The Venetian merchant-traveler Marco Polo (d. 1324) mainly used Persian in China, as he did, in fact, throughout his travels on the Silk Road; so did his near-contemporary and even greater globetrotter Ibn Battuta (d. 1377), who traveled many of the same pan-Asian circuits 13th-century Asia.”

Today, English is the language of knowledge. In Pakistan, however, there is a move to get rid of it after branding it a vehicle of intellectual slavery. Pakistan is waiting for a decisive “reform” of education in light of the past statements of Prime Minister Imran Khan.

He has been sarcastic about “American puppets” when referring to Pakistan as an ally of the Americans against the Taliban. Will the assault of his reform be on English and the so-called expensive English-medium schools where the Pakistani middle class sends its children while lamenting their high fees?

The basis of all kinds of nationalism relies on linguistic prejudice aided by educational theories based on “mother tongue” as vehicle of effective learning. Urdu dominates Pakistan ironically without being the mother tongue of any province. English is there as a remnant of the British Raj, whose words come in handy when we wish to avoid the social blots contained in our own language.

But the real problem is that you can’t learn the sciences in Urdu and have to wait till you shift to English in college. The sciences simply can’t be learned in Urdu because you don’t have the alternative vocabulary—unless you can handle the tongue-twister Arabic words the textbooks contain.

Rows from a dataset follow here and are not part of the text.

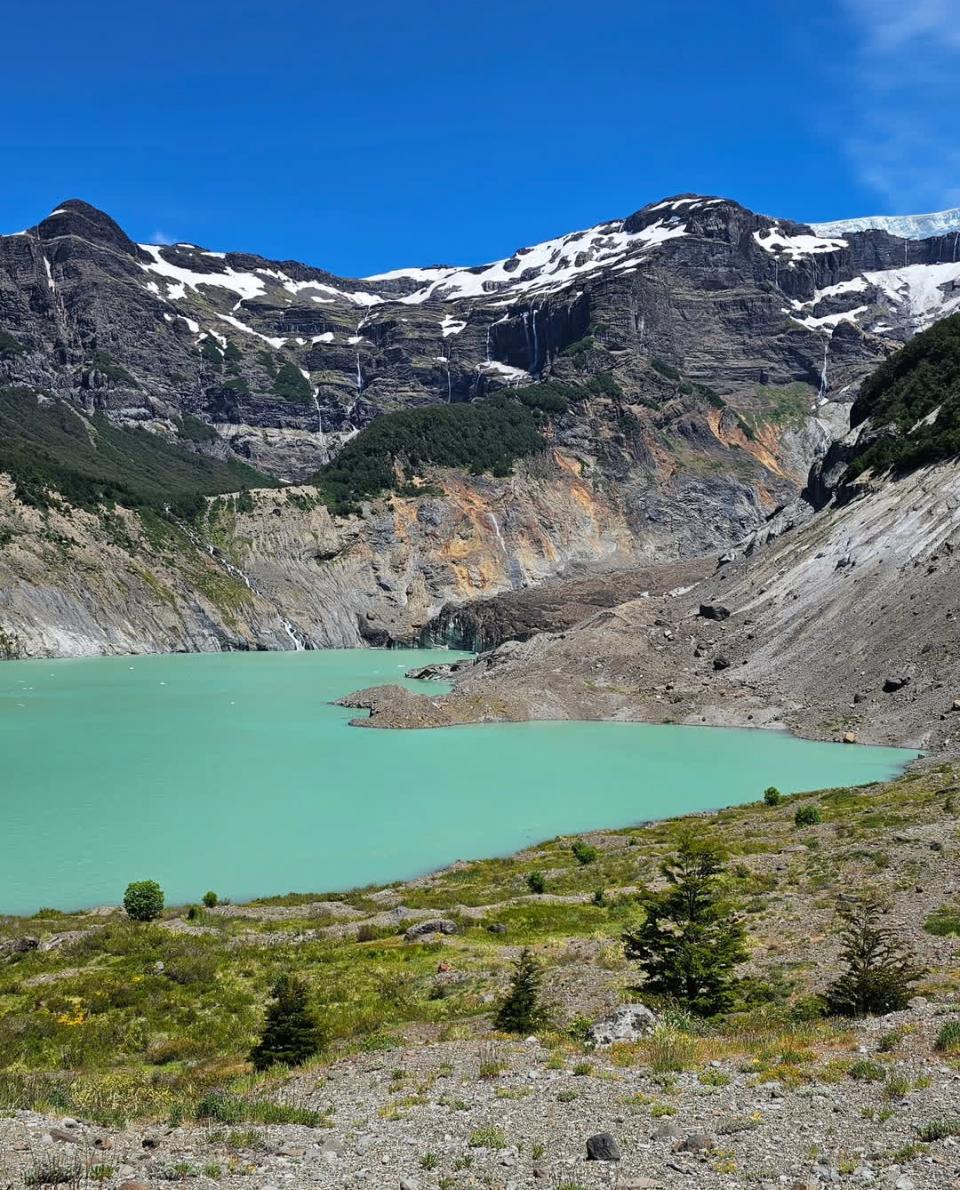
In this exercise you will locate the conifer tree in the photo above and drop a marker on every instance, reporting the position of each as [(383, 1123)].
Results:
[(522, 1010), (690, 940), (880, 970), (290, 1033)]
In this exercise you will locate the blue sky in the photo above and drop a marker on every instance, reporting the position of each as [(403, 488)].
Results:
[(363, 137)]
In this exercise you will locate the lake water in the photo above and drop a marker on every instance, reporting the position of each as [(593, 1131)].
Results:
[(233, 771)]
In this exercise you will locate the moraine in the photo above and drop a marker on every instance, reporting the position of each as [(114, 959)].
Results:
[(236, 772)]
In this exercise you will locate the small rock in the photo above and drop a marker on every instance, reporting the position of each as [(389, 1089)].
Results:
[(667, 1131), (629, 1022), (66, 1135), (424, 928), (602, 1147), (695, 1142), (891, 684)]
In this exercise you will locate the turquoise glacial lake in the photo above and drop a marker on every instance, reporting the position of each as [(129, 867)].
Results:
[(233, 772)]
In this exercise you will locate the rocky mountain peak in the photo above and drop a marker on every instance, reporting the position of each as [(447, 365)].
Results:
[(86, 221)]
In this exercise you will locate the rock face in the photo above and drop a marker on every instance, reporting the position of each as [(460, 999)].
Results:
[(711, 354), (629, 1022)]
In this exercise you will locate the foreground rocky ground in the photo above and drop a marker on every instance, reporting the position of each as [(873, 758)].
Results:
[(123, 1047)]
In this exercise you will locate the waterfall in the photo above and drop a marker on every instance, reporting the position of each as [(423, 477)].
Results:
[(294, 637), (495, 526), (823, 383)]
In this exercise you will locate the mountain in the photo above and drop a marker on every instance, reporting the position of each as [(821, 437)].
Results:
[(653, 388), (840, 624)]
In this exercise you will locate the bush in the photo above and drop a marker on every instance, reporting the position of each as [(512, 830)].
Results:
[(537, 882), (292, 1032), (880, 971), (143, 901), (583, 852), (948, 1038), (522, 1010), (808, 815), (292, 384), (690, 941)]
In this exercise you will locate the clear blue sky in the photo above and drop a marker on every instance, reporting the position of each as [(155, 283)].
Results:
[(361, 137)]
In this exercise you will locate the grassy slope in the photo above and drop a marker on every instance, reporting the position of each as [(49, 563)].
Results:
[(96, 1027)]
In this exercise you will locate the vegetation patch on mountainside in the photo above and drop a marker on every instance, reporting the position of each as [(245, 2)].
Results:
[(487, 436), (913, 402), (45, 445)]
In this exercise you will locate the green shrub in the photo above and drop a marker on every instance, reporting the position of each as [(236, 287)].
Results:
[(143, 901), (583, 852), (948, 1038), (292, 384), (939, 1129), (537, 882), (807, 815)]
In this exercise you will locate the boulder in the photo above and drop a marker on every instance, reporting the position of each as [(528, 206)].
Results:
[(695, 1142), (425, 928), (891, 684), (602, 1147), (629, 1022)]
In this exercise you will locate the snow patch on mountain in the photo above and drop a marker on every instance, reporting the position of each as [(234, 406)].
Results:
[(544, 268), (795, 245), (935, 223)]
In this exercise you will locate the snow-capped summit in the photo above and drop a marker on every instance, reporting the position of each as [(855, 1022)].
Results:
[(935, 223)]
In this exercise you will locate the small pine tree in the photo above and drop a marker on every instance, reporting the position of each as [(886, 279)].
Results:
[(290, 1033), (691, 940), (880, 970), (521, 1010), (143, 900)]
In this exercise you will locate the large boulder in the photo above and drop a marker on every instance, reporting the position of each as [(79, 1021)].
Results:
[(602, 1147), (629, 1022), (425, 928)]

English is unavoidable because of its ability to carry the latest research in the subjects being studied. Even in the arts, unless you are abreast of the latest research in the West, you cannot get very far professionally.

Dr. Pervez Hoodbhoy was teaching physics and math at Lahore’s Forman Christian University until he was given a notice of dismissal that ignored his international status as a scientist. (He visits Princeton University in the U.S. on teaching assignments but he is controversial in Pakistan because of his scientific objections to ideology.) Ironically, the governor of Punjab announced the same day that the holy Quran would be made a compulsory subject in the universities of the province.

As it is, Pakistan’s technology-related institutions such as Lahore’s Engineering University often teach more religion than technology.

Internationally, the job market prefers Indians to Pakistanis because of their better grasp of English. Towards the end of the British Raj, Hindus were more inclined to learn English than the “offended” Muslims. Today, British publishers have moved to “less expensive” India to get their MSS edited by young Indians, something you can’t do in Pakistan after the experience of The Oxford University Press.

Because Indians of all linguistic regions talk to each other in English the language has taken post-Raj roots and India has become a globally articulate country. Great fiction in English has been produced by Indian writers; meanwhile Salman Rushdie can’t even visit Pakistan.

In India, English-medium education is widespread and can’t be tampered with. Times of India wrote on May 29, 2008: “In India, English is the medium of instruction in good private schools and other institutions of higher education. English-medium schools often find favor with parents, especially in urban areas, due to the international status of English, its use in Indian business and most Indian universities.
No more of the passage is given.